A final point - several of the reviews I have seen (including in Rolling Stone) misidentify the Davis character as a "singer-songwriter." He's not. Llewyn Davis is a folk singer, a performer of traditional songs, not his own compositions - and such a singer was an endangered species even in the presumed time frame of the movie, a point underscored by just who takes the stage following Davis in the Gaslight Cafe near the conclusion. As the film ends, the singer-songwriters are on the march and are about to displace the Llewyn Davis character and his folk-loving friends forever. History is about to sweep Davis away, and that is an appropriately melancholy ending to a quiet and introspective minor classic.

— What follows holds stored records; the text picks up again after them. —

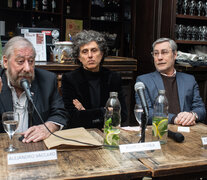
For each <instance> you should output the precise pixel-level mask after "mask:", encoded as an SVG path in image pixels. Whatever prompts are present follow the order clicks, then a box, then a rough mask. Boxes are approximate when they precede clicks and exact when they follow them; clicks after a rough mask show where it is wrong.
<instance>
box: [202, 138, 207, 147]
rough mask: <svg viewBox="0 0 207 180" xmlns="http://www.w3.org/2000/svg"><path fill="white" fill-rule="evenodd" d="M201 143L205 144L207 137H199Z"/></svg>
mask: <svg viewBox="0 0 207 180" xmlns="http://www.w3.org/2000/svg"><path fill="white" fill-rule="evenodd" d="M201 140H202V143H203V145H207V137H202V138H201Z"/></svg>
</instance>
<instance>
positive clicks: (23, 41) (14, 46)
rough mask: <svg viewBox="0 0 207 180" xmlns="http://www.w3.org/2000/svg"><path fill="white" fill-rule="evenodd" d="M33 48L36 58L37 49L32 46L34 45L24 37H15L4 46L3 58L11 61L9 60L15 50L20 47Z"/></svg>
mask: <svg viewBox="0 0 207 180" xmlns="http://www.w3.org/2000/svg"><path fill="white" fill-rule="evenodd" d="M22 46H23V47H28V46H29V47H31V48H32V49H33V52H34V54H33V55H34V57H35V56H36V51H35V48H34V46H33V45H32V43H31V42H30V41H29V40H28V39H26V38H24V37H22V36H15V37H13V38H11V39H10V40H9V41H8V42H7V43H6V44H5V46H4V49H3V56H4V55H5V56H6V58H7V59H8V60H9V58H10V57H11V55H12V53H13V52H14V49H15V48H18V47H22Z"/></svg>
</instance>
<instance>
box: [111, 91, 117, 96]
mask: <svg viewBox="0 0 207 180" xmlns="http://www.w3.org/2000/svg"><path fill="white" fill-rule="evenodd" d="M112 96H116V97H117V96H118V92H110V97H112Z"/></svg>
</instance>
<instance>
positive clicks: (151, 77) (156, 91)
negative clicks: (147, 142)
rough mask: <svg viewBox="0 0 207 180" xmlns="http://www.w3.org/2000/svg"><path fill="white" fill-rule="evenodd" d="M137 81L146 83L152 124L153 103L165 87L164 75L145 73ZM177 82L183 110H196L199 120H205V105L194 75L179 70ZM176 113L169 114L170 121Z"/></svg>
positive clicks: (138, 78)
mask: <svg viewBox="0 0 207 180" xmlns="http://www.w3.org/2000/svg"><path fill="white" fill-rule="evenodd" d="M136 81H137V82H138V81H141V82H143V83H144V84H145V88H146V89H145V96H146V101H147V103H148V106H149V122H148V123H149V124H152V116H153V105H154V101H155V99H156V97H157V95H158V90H160V89H164V84H163V80H162V77H161V75H160V73H159V72H158V71H155V72H152V73H148V74H144V75H141V76H138V77H137V80H136ZM176 82H177V88H178V97H179V102H180V110H181V112H184V111H187V112H191V111H193V112H195V113H197V114H198V121H204V120H205V116H206V110H205V105H204V103H203V101H202V99H201V97H200V94H199V87H198V84H197V82H196V81H195V78H194V76H192V75H190V74H186V73H181V72H177V73H176ZM135 98H136V101H137V102H139V101H140V100H139V97H138V95H137V93H136V95H135ZM173 116H175V114H169V115H168V121H169V123H174V122H171V119H172V117H173Z"/></svg>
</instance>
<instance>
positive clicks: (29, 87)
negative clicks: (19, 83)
mask: <svg viewBox="0 0 207 180" xmlns="http://www.w3.org/2000/svg"><path fill="white" fill-rule="evenodd" d="M20 85H21V87H22V88H23V89H24V91H25V93H26V96H27V98H28V100H29V101H30V102H33V99H32V94H31V91H30V85H29V82H28V80H27V79H21V81H20Z"/></svg>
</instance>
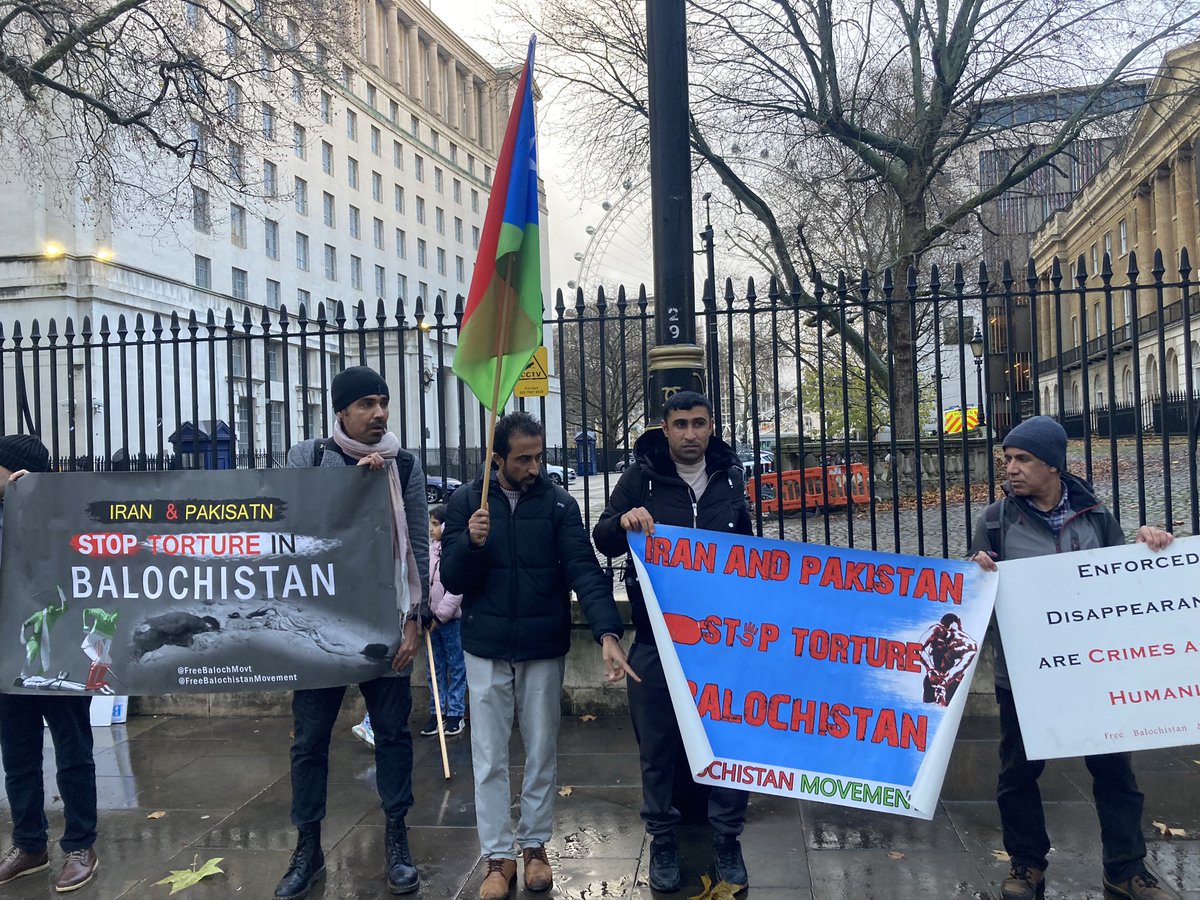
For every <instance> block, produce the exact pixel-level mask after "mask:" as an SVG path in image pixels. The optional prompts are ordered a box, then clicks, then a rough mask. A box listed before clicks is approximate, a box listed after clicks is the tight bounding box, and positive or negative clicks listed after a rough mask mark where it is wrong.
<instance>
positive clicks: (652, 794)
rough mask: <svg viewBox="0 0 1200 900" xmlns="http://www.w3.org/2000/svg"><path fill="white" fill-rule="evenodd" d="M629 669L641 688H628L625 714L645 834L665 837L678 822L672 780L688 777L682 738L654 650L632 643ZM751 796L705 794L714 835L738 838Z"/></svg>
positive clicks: (668, 691) (677, 818) (669, 694)
mask: <svg viewBox="0 0 1200 900" xmlns="http://www.w3.org/2000/svg"><path fill="white" fill-rule="evenodd" d="M629 667H630V668H632V670H634V671H635V672H637V676H638V677H640V678H641V679H642V680H641V683H638V682H635V680H632V679H629V680H628V684H629V714H630V716H631V718H632V720H634V733H635V734H636V736H637V750H638V756H640V757H641V763H642V821H644V822H646V830H647V833H649V834H650V835H654V836H656V835H661V834H670V833H671V832H672V830H673V829H674V827H676V826H677V824H678V823H679V820H680V814H679V809H678V805H677V804H676V802H674V791H676V781H677V778H678V776H679V775H686V774H688V761H686V756H685V755H684V751H683V737H682V736H680V734H679V725H678V722H677V721H676V718H674V709H673V707H672V706H671V692H670V690H668V689H667V682H666V677H665V676H664V674H662V661H661V660H660V659H659V648H658V647H654V646H653V644H641V643H635V644H634V646H632V647H631V648H630V650H629ZM749 800H750V794H748V793H746V792H745V791H734V790H731V788H728V787H713V788H710V791H709V794H708V821H709V823H710V824H712V826H713V832H714V833H715V834H721V835H738V834H742V829H743V828H744V827H745V821H746V803H749Z"/></svg>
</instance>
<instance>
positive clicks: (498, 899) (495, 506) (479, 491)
mask: <svg viewBox="0 0 1200 900" xmlns="http://www.w3.org/2000/svg"><path fill="white" fill-rule="evenodd" d="M542 436H544V432H542V427H541V424H540V422H539V421H538V420H536V419H534V418H533V416H530V415H529V414H528V413H523V412H520V413H509V414H508V415H505V416H503V418H502V419H500V420H499V422H497V425H496V448H494V449H496V452H494V455H493V460H492V463H493V466H494V468H491V467H490V473H488V476H490V478H491V484H490V487H488V497H487V504H486V508H484V509H480V504H481V498H482V491H484V476H482V475H480V476H479V478H478V479H475V482H474V484H473V485H470V487H461V488H458V490H457V491H456V492H455V493H454V494H452V496H451V498H450V504H449V508H448V510H446V523H445V530H444V532H443V534H442V583H443V586H444V587H445V589H446V590H449V592H450V593H452V594H462V647H463V650H464V655H466V659H467V686H468V688H469V689H470V755H472V762H473V764H474V770H475V824H476V828H478V829H479V842H480V846H481V850H482V854H484V856H485V857H486V858H487V875H486V877H485V878H484V883H482V886H481V887H480V890H479V895H480V898H481V900H500V899H502V898H506V896H508V895H509V889H510V886H511V883H512V881H514V880H515V877H516V854H515V852H514V840H515V841H516V844H517V845H520V847H521V854H522V857H523V859H524V882H526V887H527V888H529V889H530V890H548V889H550V887H551V886H552V883H553V876H552V872H551V869H550V863H548V860H547V859H546V848H545V844H546V841H547V840H550V835H551V827H552V818H553V812H554V776H556V770H557V769H556V767H557V752H558V724H559V702H560V696H562V691H563V673H564V670H565V662H566V652H568V649H569V648H570V643H571V590H572V589H574V590H575V593H576V595H577V596H578V599H580V604H581V605H582V607H583V613H584V616H587V619H588V624H589V625H590V626H592V632H593V635H595V638H596V642H599V643H600V644H602V647H604V660H605V673H606V677H607V678H608V680H610V682H614V680H618V679H620V678H623V677H624V676H625V674H626V673H629V674H630V676H632V677H636V676H634V673H632V672H631V671H630V670H629V666H628V665H626V662H625V653H624V652H623V650H622V648H620V643H619V640H620V635H622V631H623V629H622V624H620V618H619V616H618V614H617V605H616V604H614V602H613V599H612V581H611V580H610V578H608V577H607V576H606V575H605V572H604V570H602V569H601V568H600V564H599V563H598V562H596V557H595V553H593V552H592V545H589V544H588V533H587V532H586V530H584V528H583V520H582V518H581V517H580V506H578V504H577V503H576V502H575V498H572V497H571V496H570V494H569V493H568V492H566V491H564V490H563V488H562V487H558V486H556V485H553V484H552V482H550V481H548V480H547V479H546V478H545V476H544V475H542V474H541V472H540V460H541V452H542V443H544V437H542ZM514 712H516V715H517V719H518V722H520V726H521V740H522V742H523V744H524V750H526V766H524V779H523V781H522V784H521V820H520V822H518V824H517V828H516V832H515V833H514V829H512V822H511V816H510V814H509V810H510V808H511V802H510V793H509V740H510V738H511V736H512V715H514Z"/></svg>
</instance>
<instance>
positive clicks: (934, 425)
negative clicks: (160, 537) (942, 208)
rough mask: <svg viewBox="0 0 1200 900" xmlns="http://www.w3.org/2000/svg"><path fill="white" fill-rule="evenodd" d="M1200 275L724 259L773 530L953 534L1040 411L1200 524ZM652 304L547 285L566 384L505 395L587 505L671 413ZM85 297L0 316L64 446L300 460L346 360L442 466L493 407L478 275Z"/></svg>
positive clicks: (852, 544)
mask: <svg viewBox="0 0 1200 900" xmlns="http://www.w3.org/2000/svg"><path fill="white" fill-rule="evenodd" d="M968 276H970V280H968ZM763 287H766V289H763ZM1195 294H1196V290H1195V282H1194V281H1192V272H1190V268H1189V264H1188V257H1187V254H1186V253H1184V254H1183V256H1182V259H1181V260H1180V264H1178V266H1177V271H1175V272H1172V274H1171V275H1170V277H1168V272H1166V271H1165V268H1164V266H1163V260H1162V258H1160V257H1159V256H1156V260H1154V265H1153V268H1152V270H1151V272H1150V274H1148V278H1144V277H1142V274H1141V272H1139V270H1138V265H1136V259H1135V258H1134V256H1133V254H1129V259H1128V260H1127V269H1126V272H1124V274H1123V275H1122V276H1120V277H1118V276H1115V275H1114V274H1112V270H1111V266H1110V264H1109V260H1108V259H1105V262H1104V265H1103V266H1102V270H1100V272H1099V274H1098V275H1091V274H1088V272H1087V271H1086V270H1085V268H1084V260H1082V259H1080V260H1078V263H1076V264H1075V265H1074V266H1073V268H1072V269H1070V270H1069V271H1068V272H1067V274H1066V275H1064V272H1063V269H1062V266H1061V265H1060V264H1058V262H1057V260H1055V263H1054V264H1052V265H1051V266H1050V268H1049V270H1048V271H1046V272H1043V274H1039V272H1038V271H1036V270H1034V268H1033V266H1032V264H1031V265H1028V266H1026V269H1025V272H1024V277H1021V278H1020V280H1018V278H1016V277H1014V274H1013V270H1012V269H1010V266H1008V265H1007V264H1006V265H1003V266H1002V269H1001V272H1000V277H998V280H994V277H992V275H991V274H990V272H989V271H988V270H986V269H985V268H984V266H978V268H972V269H971V270H970V271H968V270H967V269H965V268H961V266H955V268H954V269H953V271H952V272H950V274H949V276H948V277H947V276H946V274H943V272H940V271H938V270H937V269H936V268H935V269H932V270H931V271H930V272H929V274H928V275H926V276H922V277H918V275H917V274H916V272H910V274H908V277H907V278H906V283H904V284H895V283H893V281H892V277H890V274H884V276H883V278H881V280H878V281H875V280H871V278H869V277H868V276H865V275H864V276H862V277H859V278H857V280H848V278H846V277H845V276H841V275H839V276H838V277H836V278H829V280H827V278H822V277H815V278H812V280H811V282H809V283H805V284H800V283H796V284H790V286H784V284H780V283H778V282H776V281H774V280H772V281H769V282H768V283H767V284H766V286H762V284H756V283H755V282H754V281H750V282H749V283H748V284H746V286H745V289H740V290H738V289H736V288H734V286H733V284H732V282H730V281H726V283H725V284H724V290H721V292H719V295H716V294H715V293H714V290H713V289H712V286H706V288H704V290H703V302H702V308H701V310H700V311H698V314H697V318H698V319H700V322H698V323H697V325H698V326H697V334H701V335H704V334H707V335H708V337H709V346H708V347H706V350H707V353H708V354H710V362H709V370H708V371H710V372H712V371H716V372H719V373H720V374H719V382H720V384H719V385H715V388H716V389H718V390H716V391H714V395H718V396H719V397H720V404H719V408H718V410H716V416H715V418H716V427H718V431H719V433H720V434H721V437H722V438H725V439H726V440H728V442H730V443H731V444H733V445H734V446H737V449H738V450H739V452H740V455H742V456H743V457H744V461H745V469H746V473H748V476H750V478H751V479H754V481H752V485H751V487H752V491H751V497H750V499H751V504H752V510H754V517H755V522H756V527H757V529H758V530H760V533H766V534H778V535H780V536H786V538H796V539H804V540H816V541H821V540H823V541H826V542H836V544H846V545H854V546H870V547H878V548H883V550H901V551H905V552H919V553H941V554H946V556H956V554H960V553H961V552H964V551H965V547H966V542H967V535H968V534H970V530H971V527H972V522H973V520H974V517H977V516H978V514H979V510H980V504H983V503H984V502H986V500H988V499H989V498H992V497H995V494H996V491H997V487H998V482H1000V480H1002V478H1003V472H1002V463H1001V462H998V461H997V451H998V445H1000V443H1001V440H1002V437H1003V434H1004V433H1006V432H1007V431H1008V428H1010V427H1012V425H1013V424H1014V422H1016V421H1019V420H1020V419H1022V418H1025V416H1027V415H1032V414H1036V413H1046V414H1050V415H1056V416H1058V418H1060V419H1061V420H1062V421H1063V424H1064V426H1066V427H1067V428H1068V431H1069V432H1070V434H1072V436H1073V437H1074V438H1076V439H1078V442H1079V443H1078V444H1076V445H1075V446H1074V449H1073V458H1074V462H1073V466H1074V467H1076V468H1078V472H1079V474H1080V475H1082V476H1085V478H1087V479H1088V480H1091V481H1094V482H1097V486H1098V490H1099V491H1100V493H1102V496H1104V497H1105V498H1108V499H1110V504H1111V506H1112V508H1114V511H1116V512H1117V515H1118V516H1122V517H1123V518H1124V520H1126V523H1127V524H1128V526H1133V524H1135V523H1136V522H1144V521H1152V522H1160V523H1174V524H1175V527H1176V528H1177V529H1182V530H1187V532H1190V533H1198V532H1200V510H1198V500H1196V497H1198V490H1196V488H1198V484H1196V414H1198V412H1200V400H1198V391H1200V384H1198V382H1200V371H1198V370H1200V347H1198V344H1196V341H1198V340H1200V334H1198V328H1200V322H1198V320H1196V314H1198V312H1200V310H1198V301H1196V296H1195ZM372 306H373V308H372ZM653 306H654V305H653V299H652V298H648V296H647V294H646V292H644V288H643V289H641V290H640V292H638V293H637V294H636V295H632V294H626V292H625V290H624V289H618V290H617V292H616V293H614V294H613V293H607V292H605V290H602V289H601V290H599V292H598V293H596V295H595V296H584V295H583V293H582V292H576V293H575V295H574V296H564V295H563V294H562V293H558V294H556V296H554V298H553V300H552V302H550V304H548V308H547V312H546V326H547V328H546V344H547V348H548V350H550V358H551V365H550V370H551V373H552V374H553V376H554V377H553V378H552V379H551V383H552V389H553V390H552V394H551V395H550V397H541V398H530V400H515V401H512V406H527V407H528V408H529V409H530V410H532V412H533V413H534V414H535V415H539V416H540V418H541V419H542V420H544V421H545V422H546V425H547V432H548V433H547V445H548V451H547V457H548V458H547V462H548V463H551V464H553V466H557V467H571V468H576V469H578V470H580V474H581V475H590V474H596V475H599V478H594V479H589V478H582V479H578V480H576V482H575V486H574V488H572V490H575V491H576V492H577V493H578V496H580V498H581V500H582V502H583V504H582V505H583V508H584V515H586V518H587V521H588V524H590V523H592V522H593V521H594V518H595V517H596V515H599V510H600V509H602V504H604V499H605V497H606V494H607V491H608V490H610V488H611V486H612V482H613V480H614V479H616V478H617V476H618V473H619V469H620V468H622V467H623V466H624V464H625V462H626V461H628V458H629V452H630V449H631V448H632V445H634V443H635V440H636V438H637V436H638V434H640V433H641V431H642V430H644V428H646V427H647V425H650V426H653V425H654V422H649V424H648V422H647V421H646V408H647V396H646V372H647V353H648V349H649V343H650V331H652V329H653V314H654V310H653ZM90 308H91V311H92V312H91V313H90V314H85V316H83V317H82V318H79V319H76V318H73V317H66V318H64V317H55V316H48V317H46V318H41V317H38V318H32V319H29V320H24V322H19V320H13V319H7V318H0V427H4V428H6V430H10V431H12V430H18V428H19V430H28V428H32V430H35V431H37V432H38V433H41V434H42V436H43V438H44V439H46V442H47V444H48V445H49V446H50V450H52V454H53V456H54V458H55V460H56V461H58V464H59V467H60V468H62V469H131V470H145V469H156V468H169V467H211V468H217V467H247V466H250V467H270V466H281V464H284V461H286V456H287V449H288V446H289V445H290V444H293V443H295V442H296V440H300V439H305V438H311V437H318V436H324V434H328V433H329V432H330V427H331V409H330V407H329V400H328V397H329V383H330V380H331V378H332V376H334V374H335V373H336V372H337V371H340V370H341V368H342V367H344V366H347V365H355V364H362V365H371V366H373V367H376V368H377V370H379V371H380V372H382V373H383V374H384V377H385V379H388V382H389V384H390V385H391V389H392V420H391V426H392V428H394V430H395V431H396V432H397V434H398V437H400V439H401V443H402V444H404V445H406V446H409V448H412V449H414V450H415V451H418V452H419V454H421V456H422V460H424V464H425V468H426V470H427V472H428V473H431V474H432V475H434V476H437V478H443V476H444V478H452V479H457V480H461V481H467V480H469V479H472V478H474V476H475V474H476V473H478V470H479V468H480V466H481V463H482V449H481V448H482V444H484V431H485V427H486V418H485V413H484V409H482V408H481V406H480V404H479V402H478V401H476V400H475V398H474V397H473V396H472V395H470V392H469V391H467V390H466V389H464V385H463V384H462V383H461V382H458V380H457V379H456V378H455V377H454V376H452V373H451V372H450V366H451V362H452V359H454V350H455V346H456V343H457V332H458V328H460V325H461V318H462V299H461V298H460V299H458V300H457V301H456V304H455V308H454V310H449V308H446V304H445V302H443V300H442V299H440V298H439V299H437V300H436V301H434V302H433V307H432V314H430V310H428V307H427V306H426V304H425V302H424V300H422V299H418V300H416V301H415V304H414V305H413V307H412V314H410V316H409V314H408V311H407V308H406V304H404V301H402V300H401V301H397V302H396V304H394V305H389V304H385V302H384V301H383V300H379V301H377V302H374V304H373V305H368V304H364V302H361V301H360V302H356V304H354V305H352V306H346V305H343V304H341V302H337V304H328V305H326V304H319V305H317V306H316V308H312V310H306V308H304V307H300V308H299V310H296V311H294V312H293V311H290V310H288V308H286V307H284V308H278V310H272V308H266V307H254V311H253V312H251V308H250V307H247V306H245V305H244V306H242V307H240V308H241V314H240V316H235V314H234V312H233V308H230V310H229V311H227V313H226V314H224V316H223V317H221V316H217V314H216V313H214V312H211V311H209V312H206V314H204V316H203V317H202V316H199V314H197V313H194V312H193V313H187V314H180V313H179V312H172V313H169V314H167V313H162V312H150V311H140V312H139V311H136V310H133V308H130V307H118V306H113V305H106V304H104V302H102V301H100V300H97V301H95V302H94V304H92V305H91V307H90ZM902 334H911V335H913V340H912V341H911V344H905V343H904V342H901V340H900V338H899V337H898V335H902ZM906 346H911V348H912V352H911V353H908V352H906ZM862 347H868V348H870V353H869V354H868V355H869V356H870V364H869V365H864V362H863V354H862V353H860V348H862ZM977 352H978V355H977ZM26 413H28V415H25V414H26ZM774 473H780V474H774ZM784 473H796V474H792V475H788V474H784ZM805 473H808V475H809V476H810V482H809V487H808V488H803V490H802V488H798V487H797V485H799V484H803V479H804V478H805ZM560 476H562V478H564V479H566V480H570V474H569V473H566V472H563V473H562V475H560ZM839 479H842V480H844V481H846V484H848V482H850V481H852V480H854V479H857V481H854V484H856V485H859V486H860V487H862V488H863V490H858V488H856V490H854V491H842V490H841V488H839V484H841V482H839V481H838V480H839ZM814 486H815V487H814ZM797 497H800V500H799V502H798V500H797ZM1159 497H1162V499H1159Z"/></svg>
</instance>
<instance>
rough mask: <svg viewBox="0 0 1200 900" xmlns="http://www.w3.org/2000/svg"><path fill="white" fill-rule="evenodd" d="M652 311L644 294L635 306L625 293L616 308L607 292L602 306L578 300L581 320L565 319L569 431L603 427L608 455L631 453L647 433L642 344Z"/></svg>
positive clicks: (564, 394)
mask: <svg viewBox="0 0 1200 900" xmlns="http://www.w3.org/2000/svg"><path fill="white" fill-rule="evenodd" d="M648 305H649V304H648V300H647V299H646V294H644V290H643V292H642V294H641V295H640V296H638V298H637V299H636V300H630V299H628V298H626V295H625V293H624V289H622V290H620V292H619V293H618V295H617V300H616V302H613V301H611V300H607V299H606V298H605V293H604V289H602V288H601V289H600V290H599V292H598V298H596V300H594V301H590V302H587V304H584V302H583V299H582V294H578V295H577V302H576V306H575V311H574V313H575V314H574V316H572V314H571V313H570V312H568V314H566V316H565V317H564V323H565V324H564V329H565V330H566V337H565V340H564V342H563V346H564V358H563V359H559V360H558V371H559V372H560V373H562V378H563V397H564V410H565V416H566V425H568V428H569V430H572V428H575V430H580V431H584V430H587V428H589V427H592V424H593V422H598V421H599V422H601V428H602V430H604V431H602V432H601V433H600V434H598V436H596V445H598V446H599V448H602V449H607V450H613V449H628V446H626V445H631V444H632V437H630V436H631V434H636V433H637V432H640V431H641V430H642V428H644V427H646V422H644V415H646V404H644V380H646V367H644V360H643V356H642V343H643V337H646V336H648V331H649V329H648V328H647V317H648V313H647V308H648ZM601 413H604V414H602V415H601ZM626 438H628V439H626Z"/></svg>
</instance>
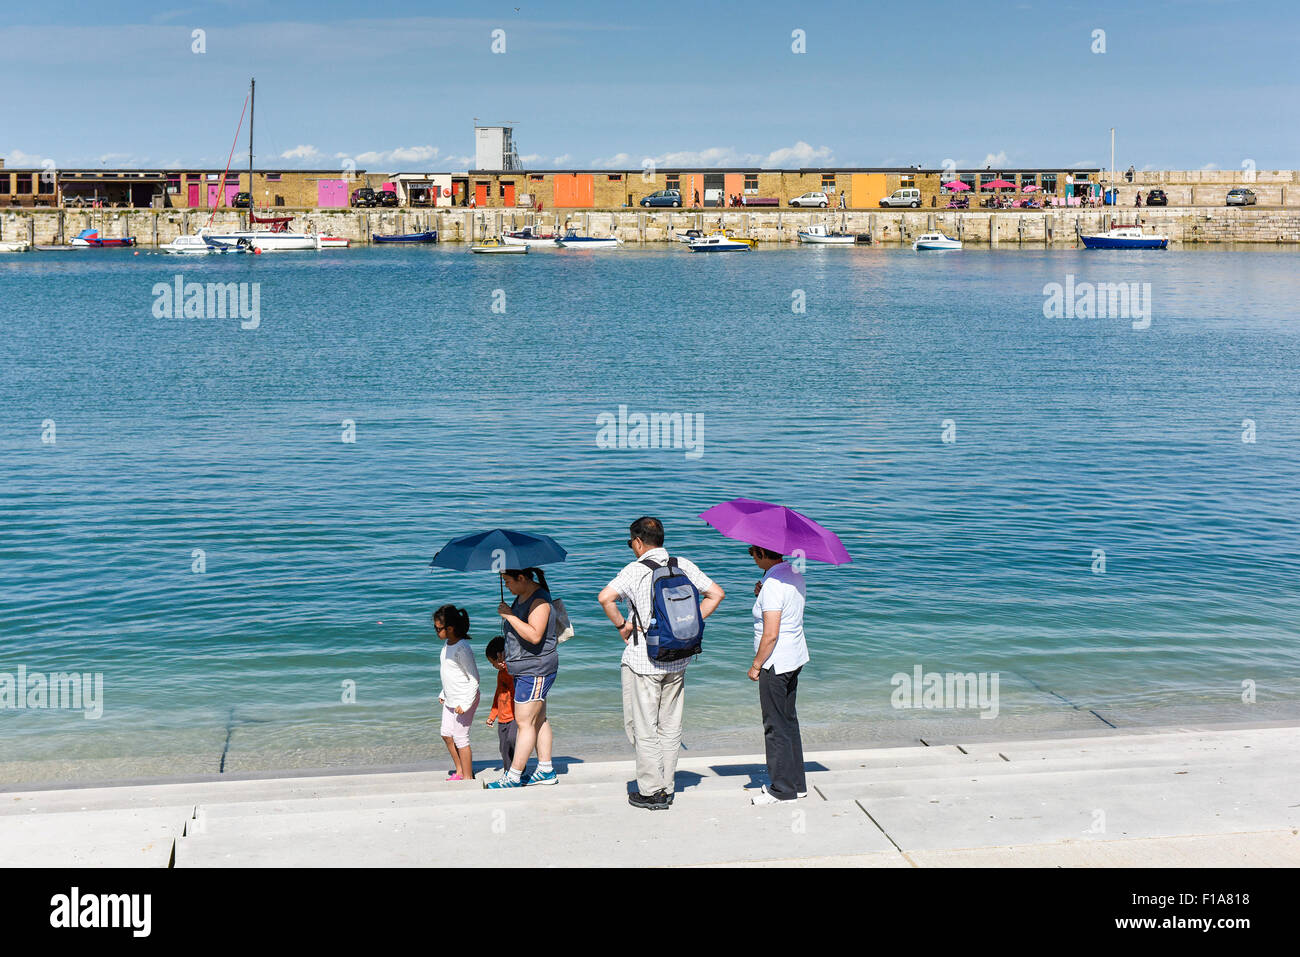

____________________________________________________
*In the last three years, I have taken advantage of my under-employment to enjoy some splendid matinees sponsored by Turner Classic Movies of landmarks like Casablanca (and what a joy that was to see restored and with theater sound), Jane Eyre, and for the first time since its release fifty years ago, my all-time favorite film, Lawrence of Arabia. Those were worth the effort and the cost to see on the big screen, or see again. For my money, virtually every movie worth seeing since them is as enjoyable (or more so) seen at home on a conventional screen with good sound. But that's just me...as above.